Spam is the bane of the internet, flooding inboxes with offers of viagra pills, get-rich-quick schemes, or the promise of love with a mail-order bride. According to newly published documents, even Government Communications Headquarters (GCHQ)—the UK's signals intelligence agency—has a problem with junk emails.
“Spam emails are a large proportion of emails seen in SIGINT [signals intelligence],” reads part of a dense document from the Snowden archive, published by Boing Boing on Tuesday. “GCHQ would like to reduce the impact of spam emails on data storage, processing and analysis.”
Dated September 2011, the 96-page “HIMR Data Mining Research Problem Book” lists its authors as researchers from the Heilbronn Institute for Mathematical Research (HIMR).
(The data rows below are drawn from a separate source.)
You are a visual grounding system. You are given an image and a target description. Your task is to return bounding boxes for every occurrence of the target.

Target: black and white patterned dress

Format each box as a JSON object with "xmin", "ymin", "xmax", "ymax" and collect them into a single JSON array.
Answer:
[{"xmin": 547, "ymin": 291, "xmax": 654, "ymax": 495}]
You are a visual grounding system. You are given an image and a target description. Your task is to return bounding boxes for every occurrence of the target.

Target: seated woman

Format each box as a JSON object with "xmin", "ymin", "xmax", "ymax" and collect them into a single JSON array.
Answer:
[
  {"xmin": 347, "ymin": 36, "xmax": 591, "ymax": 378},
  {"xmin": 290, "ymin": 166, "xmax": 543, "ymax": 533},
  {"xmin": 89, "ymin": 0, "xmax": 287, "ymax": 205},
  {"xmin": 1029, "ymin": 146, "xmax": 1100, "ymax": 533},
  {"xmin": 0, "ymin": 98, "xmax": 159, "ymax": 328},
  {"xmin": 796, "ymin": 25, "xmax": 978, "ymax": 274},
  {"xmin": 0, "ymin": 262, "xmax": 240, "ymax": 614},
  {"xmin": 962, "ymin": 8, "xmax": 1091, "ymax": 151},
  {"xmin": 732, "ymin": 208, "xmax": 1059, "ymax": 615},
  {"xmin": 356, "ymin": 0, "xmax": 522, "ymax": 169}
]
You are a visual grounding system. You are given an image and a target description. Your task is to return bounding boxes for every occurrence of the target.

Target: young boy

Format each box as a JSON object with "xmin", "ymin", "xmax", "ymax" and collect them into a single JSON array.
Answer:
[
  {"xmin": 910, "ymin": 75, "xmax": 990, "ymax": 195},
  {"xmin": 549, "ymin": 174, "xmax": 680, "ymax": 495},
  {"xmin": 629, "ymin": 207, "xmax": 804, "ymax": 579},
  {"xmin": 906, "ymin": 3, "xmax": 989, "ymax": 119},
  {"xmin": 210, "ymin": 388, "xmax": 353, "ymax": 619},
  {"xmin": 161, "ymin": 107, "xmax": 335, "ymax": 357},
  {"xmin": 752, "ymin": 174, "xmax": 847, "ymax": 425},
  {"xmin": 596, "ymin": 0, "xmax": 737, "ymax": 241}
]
HIMR is a partnership between GCHQ and the University of Bristol, and supports “research across a range of areas of mathematics in the UK,” according to the university website.
In the document, researchers “set out areas of long-term data mining research,” all of which “are about improving our understanding of large datasets.” The section on the spam problem is just one small part of the document, which is marked as UK TOP SECRET STRAP1 COMINT, and only to be viewed by appropriate officials from Five Eyes member countries.
“Most external spam detectors work by analysing the content of an email however policy and processing mean this option is not always open to us,” the researchers write. This implies that the researchers would need to find a solution working with metadata alone.
“We therefore lower our target and instead aim to classify email addresses by the type of emails they send,” they continue, likely meaning that the researchers are trying to weed out annoying emails by looking at addresses associated with spam.
GCHQ did not immediately respond to a request for comment, and neither did Ms Chrystal Cherniwchan, the manager of the Heilbronn Institute of Mathematics, or the University of Bristol’s press office. Motherboard was unable to independently confirm the legitimacy of the document.
The document says that a source provided researchers with a dataset for tackling the spam problem by classifying email addresses based on features (the source was redacted by Boing Boing).
However, it notes that “the collection posture of GCHQ has changed considerably” since that data was collected.
This may refer to the launch of a large data collection program called Tempora. In around 2011, according to the Guardian, GCHQ obtained access not just to email metadata but also content, by tapping the undersea cables that carry the world's internet traffic.
That’s one way to make a spam filter, I guess.